Lieu de mémoire ou «ghetto du kitsch»?
Un monument berlinois en hommage aux victimes homosexuelles du nazisme suscite une vive polémique à l’intérieur de la communauté LGBT allemande.
La polémique continue autour de la construction prochaine à Berlin d’un monument à la mémoire des victimes homosexuelles du nazisme. Conçu par deux architectes scandinaves, Ingar Dragset et Michael Elmgreen, le monument consiste en bloc de béton percé d’une petite fenêtre où il est prévu de diffuser en boucle une vidéo montrant deux hommes s’embrasser – un hommage aux lieux de rencontre gay d’autrefois, qui furent aussi de 1933 à 1945 (et même plus tard), des lieux de rafle.
La composante exclusivement masculine du projet a indigné certains mouvements féministes et lesbiens, pour qui les lesbiennes victimes du régime nazi ont été purement et simplement évincées du projet. Dans la foulée, le magazine féministe Emma, porte-parole de la contestation, a dénoncé le projet comme un «ghetto du kitsch […], réminiscence de la sexualité voyeuriste des ‘tasses’.»
Tentative de compromis
En réponse à la polémique, l’organisation gay nationale LSVD a proposé de changer après deux ans le type de vidéo projeté, afin de montrer des personnages féminins, justifiant que les hommes homosexuels avaient été persécutés de manière officielle et systématique, mais que «en tant que symbole contre le cloisonnement des gays et des lesbiennes.»
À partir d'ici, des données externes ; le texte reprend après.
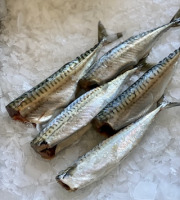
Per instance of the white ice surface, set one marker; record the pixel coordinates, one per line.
(38, 37)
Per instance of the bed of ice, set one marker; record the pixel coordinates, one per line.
(37, 38)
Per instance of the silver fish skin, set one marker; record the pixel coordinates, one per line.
(39, 104)
(125, 55)
(139, 98)
(75, 119)
(107, 155)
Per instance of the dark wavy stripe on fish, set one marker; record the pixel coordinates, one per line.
(136, 90)
(125, 55)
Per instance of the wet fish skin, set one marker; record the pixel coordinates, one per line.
(107, 155)
(27, 107)
(125, 55)
(140, 97)
(68, 126)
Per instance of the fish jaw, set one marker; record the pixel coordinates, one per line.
(106, 156)
(47, 151)
(27, 103)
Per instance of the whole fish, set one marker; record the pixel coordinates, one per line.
(139, 98)
(107, 155)
(125, 55)
(75, 119)
(42, 102)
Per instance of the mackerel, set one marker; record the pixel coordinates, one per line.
(75, 120)
(125, 55)
(42, 102)
(139, 98)
(107, 155)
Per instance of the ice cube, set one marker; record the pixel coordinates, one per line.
(145, 191)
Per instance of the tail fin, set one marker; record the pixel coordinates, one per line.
(176, 19)
(166, 104)
(103, 36)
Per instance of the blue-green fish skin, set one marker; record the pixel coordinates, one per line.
(125, 55)
(39, 104)
(140, 97)
(66, 128)
(107, 155)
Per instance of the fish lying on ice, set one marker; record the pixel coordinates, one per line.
(107, 155)
(74, 120)
(125, 55)
(42, 102)
(139, 98)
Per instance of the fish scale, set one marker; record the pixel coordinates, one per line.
(48, 98)
(125, 55)
(27, 106)
(102, 159)
(125, 101)
(75, 119)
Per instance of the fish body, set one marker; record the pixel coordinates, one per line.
(38, 105)
(140, 97)
(125, 55)
(107, 155)
(68, 125)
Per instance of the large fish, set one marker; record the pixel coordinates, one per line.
(107, 155)
(42, 102)
(125, 55)
(75, 119)
(139, 98)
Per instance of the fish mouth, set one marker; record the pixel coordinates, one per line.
(16, 115)
(104, 128)
(44, 150)
(88, 84)
(64, 185)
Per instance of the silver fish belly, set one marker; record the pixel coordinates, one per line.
(125, 55)
(103, 158)
(139, 98)
(40, 104)
(67, 127)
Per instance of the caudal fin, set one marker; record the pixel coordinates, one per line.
(166, 104)
(102, 35)
(176, 19)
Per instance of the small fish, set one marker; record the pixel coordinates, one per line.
(139, 98)
(125, 55)
(75, 119)
(107, 155)
(42, 102)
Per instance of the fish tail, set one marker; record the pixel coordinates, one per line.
(166, 104)
(103, 36)
(176, 19)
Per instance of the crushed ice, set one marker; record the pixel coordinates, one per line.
(38, 37)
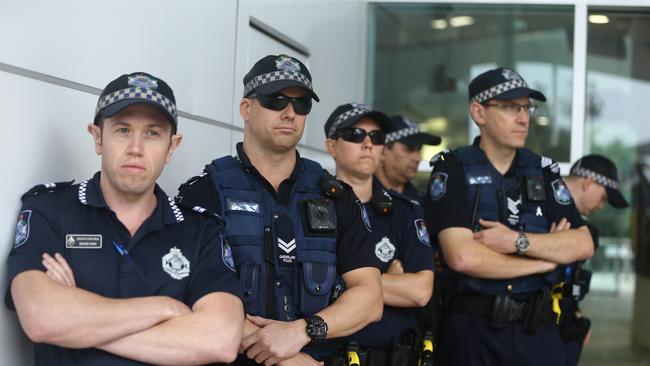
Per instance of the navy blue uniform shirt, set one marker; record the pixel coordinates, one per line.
(451, 208)
(352, 233)
(174, 253)
(401, 235)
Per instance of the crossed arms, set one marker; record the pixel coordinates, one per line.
(490, 253)
(153, 329)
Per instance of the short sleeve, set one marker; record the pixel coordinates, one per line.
(200, 192)
(353, 238)
(561, 204)
(446, 199)
(214, 270)
(415, 249)
(35, 235)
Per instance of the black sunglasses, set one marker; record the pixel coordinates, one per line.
(357, 135)
(278, 102)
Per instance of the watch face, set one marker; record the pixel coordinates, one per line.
(316, 328)
(522, 244)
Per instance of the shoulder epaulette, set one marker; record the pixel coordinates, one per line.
(47, 187)
(201, 211)
(193, 180)
(548, 163)
(332, 187)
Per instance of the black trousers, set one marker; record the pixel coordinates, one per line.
(468, 340)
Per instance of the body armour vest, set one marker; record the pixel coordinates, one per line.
(488, 199)
(271, 289)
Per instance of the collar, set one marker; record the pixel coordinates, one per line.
(89, 193)
(249, 167)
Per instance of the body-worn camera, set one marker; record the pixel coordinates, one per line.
(320, 216)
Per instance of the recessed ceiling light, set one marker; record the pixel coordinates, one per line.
(461, 21)
(598, 19)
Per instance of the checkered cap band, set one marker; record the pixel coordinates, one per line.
(356, 111)
(400, 134)
(499, 89)
(598, 178)
(276, 76)
(137, 93)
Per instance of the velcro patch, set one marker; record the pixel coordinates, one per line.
(83, 241)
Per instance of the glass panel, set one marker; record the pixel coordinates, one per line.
(618, 83)
(422, 57)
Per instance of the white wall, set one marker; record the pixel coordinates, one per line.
(201, 48)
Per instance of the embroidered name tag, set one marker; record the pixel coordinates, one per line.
(247, 206)
(83, 241)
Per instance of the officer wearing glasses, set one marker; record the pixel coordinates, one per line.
(401, 157)
(500, 213)
(355, 140)
(592, 181)
(296, 235)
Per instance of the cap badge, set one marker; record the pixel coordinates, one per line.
(510, 75)
(175, 264)
(143, 81)
(285, 63)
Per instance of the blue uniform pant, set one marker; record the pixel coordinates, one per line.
(468, 340)
(571, 352)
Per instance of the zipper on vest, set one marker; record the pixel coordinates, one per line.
(269, 290)
(500, 205)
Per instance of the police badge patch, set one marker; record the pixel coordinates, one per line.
(364, 216)
(385, 250)
(438, 186)
(285, 63)
(142, 81)
(175, 264)
(226, 255)
(561, 192)
(423, 233)
(22, 228)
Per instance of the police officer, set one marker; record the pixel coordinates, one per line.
(110, 271)
(593, 179)
(401, 157)
(293, 228)
(355, 140)
(490, 206)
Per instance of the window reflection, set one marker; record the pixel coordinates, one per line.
(422, 57)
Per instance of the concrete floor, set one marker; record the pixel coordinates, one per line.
(611, 316)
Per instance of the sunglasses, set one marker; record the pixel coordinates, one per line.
(357, 135)
(278, 102)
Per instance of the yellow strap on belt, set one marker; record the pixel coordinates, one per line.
(353, 359)
(427, 345)
(556, 295)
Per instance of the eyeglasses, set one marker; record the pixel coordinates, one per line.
(278, 102)
(513, 109)
(357, 135)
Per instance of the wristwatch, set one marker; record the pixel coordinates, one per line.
(522, 243)
(316, 328)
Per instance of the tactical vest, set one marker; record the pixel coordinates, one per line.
(487, 199)
(270, 289)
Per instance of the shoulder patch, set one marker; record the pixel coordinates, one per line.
(438, 156)
(423, 233)
(548, 163)
(561, 192)
(47, 187)
(364, 216)
(193, 180)
(226, 255)
(385, 250)
(438, 186)
(22, 228)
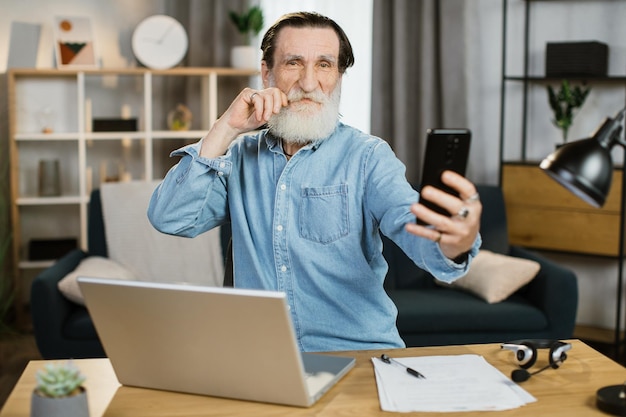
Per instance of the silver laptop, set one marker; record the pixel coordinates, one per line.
(222, 342)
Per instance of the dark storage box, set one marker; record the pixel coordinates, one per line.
(577, 59)
(114, 125)
(48, 249)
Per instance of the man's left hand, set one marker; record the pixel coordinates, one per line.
(455, 233)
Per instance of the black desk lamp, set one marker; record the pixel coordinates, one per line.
(585, 168)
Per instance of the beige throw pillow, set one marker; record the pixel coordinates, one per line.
(494, 277)
(93, 266)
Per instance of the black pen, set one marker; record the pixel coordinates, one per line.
(412, 371)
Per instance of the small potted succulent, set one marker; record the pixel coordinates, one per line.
(248, 24)
(564, 103)
(59, 392)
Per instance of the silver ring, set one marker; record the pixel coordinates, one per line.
(473, 198)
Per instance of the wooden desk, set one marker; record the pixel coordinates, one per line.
(568, 391)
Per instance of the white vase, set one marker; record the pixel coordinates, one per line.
(244, 57)
(74, 406)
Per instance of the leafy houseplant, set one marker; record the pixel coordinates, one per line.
(564, 103)
(248, 23)
(59, 392)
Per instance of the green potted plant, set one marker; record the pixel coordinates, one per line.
(564, 103)
(59, 392)
(249, 24)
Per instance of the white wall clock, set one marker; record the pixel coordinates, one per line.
(160, 42)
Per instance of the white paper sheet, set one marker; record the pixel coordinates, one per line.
(452, 383)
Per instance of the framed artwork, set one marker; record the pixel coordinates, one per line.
(74, 43)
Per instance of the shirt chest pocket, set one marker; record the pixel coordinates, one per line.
(324, 213)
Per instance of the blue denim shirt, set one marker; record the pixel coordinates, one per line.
(308, 227)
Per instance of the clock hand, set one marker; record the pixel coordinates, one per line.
(160, 40)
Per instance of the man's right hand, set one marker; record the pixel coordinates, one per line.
(250, 110)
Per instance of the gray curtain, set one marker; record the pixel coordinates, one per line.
(417, 77)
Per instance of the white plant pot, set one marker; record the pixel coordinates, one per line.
(244, 57)
(74, 406)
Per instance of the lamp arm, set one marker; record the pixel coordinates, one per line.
(610, 132)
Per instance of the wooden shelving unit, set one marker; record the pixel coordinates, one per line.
(67, 98)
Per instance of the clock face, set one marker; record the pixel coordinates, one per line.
(159, 42)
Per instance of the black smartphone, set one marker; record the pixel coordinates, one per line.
(446, 149)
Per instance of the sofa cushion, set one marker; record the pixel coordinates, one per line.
(441, 310)
(494, 277)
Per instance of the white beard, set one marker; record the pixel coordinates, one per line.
(302, 123)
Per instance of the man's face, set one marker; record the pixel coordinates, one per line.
(305, 69)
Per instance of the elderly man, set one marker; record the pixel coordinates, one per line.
(307, 196)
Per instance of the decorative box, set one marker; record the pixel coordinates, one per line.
(577, 59)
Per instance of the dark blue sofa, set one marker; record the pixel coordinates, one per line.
(428, 314)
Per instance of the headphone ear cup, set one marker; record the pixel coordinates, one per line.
(526, 355)
(557, 354)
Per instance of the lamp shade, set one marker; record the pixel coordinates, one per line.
(584, 167)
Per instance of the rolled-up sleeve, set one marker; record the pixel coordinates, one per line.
(192, 197)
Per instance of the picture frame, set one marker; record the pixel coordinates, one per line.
(74, 42)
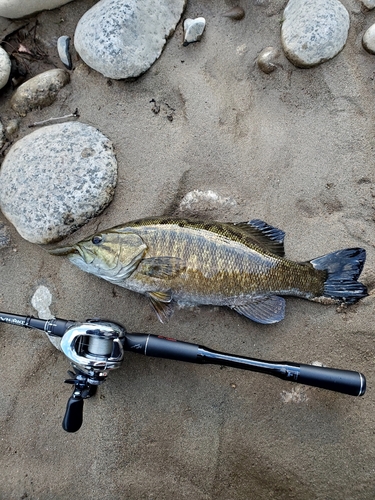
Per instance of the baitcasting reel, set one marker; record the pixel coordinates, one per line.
(96, 347)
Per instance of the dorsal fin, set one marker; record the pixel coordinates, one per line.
(264, 235)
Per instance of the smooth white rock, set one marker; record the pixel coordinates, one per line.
(370, 4)
(5, 67)
(368, 40)
(314, 31)
(55, 179)
(123, 39)
(193, 29)
(39, 91)
(14, 9)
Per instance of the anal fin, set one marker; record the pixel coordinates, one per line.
(266, 311)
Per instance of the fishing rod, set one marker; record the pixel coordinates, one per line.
(96, 347)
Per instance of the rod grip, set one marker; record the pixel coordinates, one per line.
(332, 379)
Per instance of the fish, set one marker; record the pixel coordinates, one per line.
(238, 265)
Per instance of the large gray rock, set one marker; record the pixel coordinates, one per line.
(56, 179)
(313, 31)
(123, 39)
(20, 8)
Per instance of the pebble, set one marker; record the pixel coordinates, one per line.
(201, 201)
(2, 135)
(13, 9)
(56, 179)
(4, 235)
(63, 43)
(370, 4)
(193, 30)
(368, 40)
(266, 59)
(123, 39)
(40, 91)
(313, 31)
(236, 13)
(5, 67)
(41, 300)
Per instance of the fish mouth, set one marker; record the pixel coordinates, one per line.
(74, 253)
(63, 250)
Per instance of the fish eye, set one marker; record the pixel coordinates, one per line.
(97, 240)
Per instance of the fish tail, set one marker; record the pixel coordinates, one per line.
(343, 269)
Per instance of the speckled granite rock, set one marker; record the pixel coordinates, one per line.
(123, 39)
(21, 8)
(313, 31)
(39, 91)
(55, 179)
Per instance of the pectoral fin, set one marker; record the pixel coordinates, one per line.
(162, 267)
(161, 303)
(266, 311)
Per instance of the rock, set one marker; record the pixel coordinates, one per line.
(266, 59)
(14, 9)
(202, 201)
(370, 4)
(4, 235)
(55, 179)
(41, 300)
(123, 39)
(5, 67)
(368, 40)
(39, 91)
(193, 30)
(63, 50)
(12, 127)
(313, 31)
(2, 135)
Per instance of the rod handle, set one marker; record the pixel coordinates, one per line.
(73, 417)
(333, 379)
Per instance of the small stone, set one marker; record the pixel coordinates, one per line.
(5, 67)
(368, 40)
(40, 91)
(370, 4)
(202, 201)
(41, 300)
(63, 43)
(313, 31)
(4, 235)
(266, 59)
(49, 184)
(193, 30)
(123, 39)
(236, 13)
(2, 135)
(12, 127)
(13, 9)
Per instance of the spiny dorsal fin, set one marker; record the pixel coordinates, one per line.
(265, 235)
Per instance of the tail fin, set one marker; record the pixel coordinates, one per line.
(343, 269)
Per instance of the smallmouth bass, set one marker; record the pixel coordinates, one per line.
(239, 265)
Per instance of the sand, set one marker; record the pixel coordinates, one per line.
(294, 148)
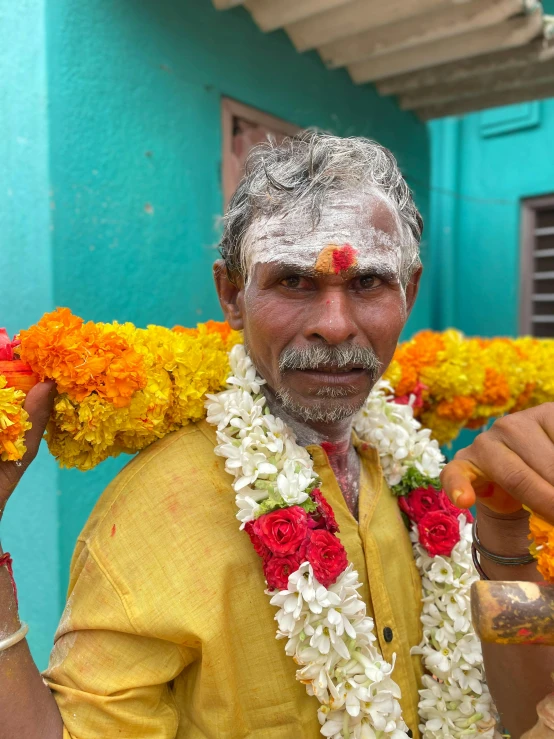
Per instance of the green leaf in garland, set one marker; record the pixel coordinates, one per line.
(412, 480)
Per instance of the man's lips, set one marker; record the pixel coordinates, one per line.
(332, 375)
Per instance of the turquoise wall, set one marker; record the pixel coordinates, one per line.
(120, 218)
(483, 164)
(29, 529)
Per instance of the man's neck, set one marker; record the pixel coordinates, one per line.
(336, 441)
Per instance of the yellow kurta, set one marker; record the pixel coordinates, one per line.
(167, 631)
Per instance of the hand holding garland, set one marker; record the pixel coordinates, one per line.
(27, 706)
(506, 470)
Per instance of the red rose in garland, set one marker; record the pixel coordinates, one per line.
(439, 532)
(282, 531)
(323, 518)
(278, 569)
(259, 547)
(327, 556)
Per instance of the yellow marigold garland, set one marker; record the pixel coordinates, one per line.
(466, 382)
(13, 422)
(121, 387)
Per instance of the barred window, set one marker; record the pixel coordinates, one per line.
(537, 267)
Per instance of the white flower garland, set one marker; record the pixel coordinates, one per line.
(456, 702)
(329, 634)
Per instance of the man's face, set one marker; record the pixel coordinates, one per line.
(323, 307)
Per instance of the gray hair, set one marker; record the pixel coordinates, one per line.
(301, 172)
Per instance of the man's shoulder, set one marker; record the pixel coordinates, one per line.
(177, 473)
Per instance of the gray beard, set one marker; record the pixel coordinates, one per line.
(331, 409)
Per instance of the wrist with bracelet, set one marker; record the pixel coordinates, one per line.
(13, 639)
(478, 549)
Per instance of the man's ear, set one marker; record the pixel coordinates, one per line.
(412, 289)
(228, 293)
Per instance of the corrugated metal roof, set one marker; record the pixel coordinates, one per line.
(440, 57)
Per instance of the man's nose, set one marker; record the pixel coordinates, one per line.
(331, 319)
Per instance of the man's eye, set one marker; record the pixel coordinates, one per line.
(368, 281)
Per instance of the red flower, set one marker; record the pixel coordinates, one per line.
(449, 507)
(259, 547)
(420, 502)
(439, 532)
(323, 518)
(278, 569)
(327, 556)
(417, 392)
(282, 531)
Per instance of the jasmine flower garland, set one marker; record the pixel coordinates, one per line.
(320, 612)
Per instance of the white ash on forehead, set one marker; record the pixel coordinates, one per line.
(346, 219)
(306, 178)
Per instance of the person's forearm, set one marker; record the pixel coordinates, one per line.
(27, 707)
(519, 676)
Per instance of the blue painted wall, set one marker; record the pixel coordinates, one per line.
(118, 197)
(483, 164)
(29, 529)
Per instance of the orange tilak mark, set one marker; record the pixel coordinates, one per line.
(344, 258)
(335, 259)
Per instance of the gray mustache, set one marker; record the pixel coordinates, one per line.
(323, 355)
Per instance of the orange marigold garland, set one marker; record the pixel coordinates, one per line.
(121, 388)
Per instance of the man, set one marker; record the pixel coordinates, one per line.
(167, 630)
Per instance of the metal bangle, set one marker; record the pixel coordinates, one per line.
(13, 639)
(523, 559)
(480, 571)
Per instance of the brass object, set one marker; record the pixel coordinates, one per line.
(517, 613)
«Compromis grotesque» pour Emma, qui demande la remise à plat total du projet. Le mensuel souligne que le concours n’a pas respecté les conditions imposées par le Bundestag qui avait voté en 2003 en faveur d’un monument à la mémoire des «gays et lesbiennes victimes du national-socialisme.»
Le nombre d’hommes homosexuels allemands emprisonnés, déportés ou condamnés aux travaux forcés atteindrait 100’000 personnes. Non incluses dans le tristement célèbre «Paragraphe 175», les lesbiennes ont toutefois également été persécutées sous le régime nazi. Leur présence est d’ailleurs attestée dans les camps de concentration, où elles étaient désignées de manière distinctive.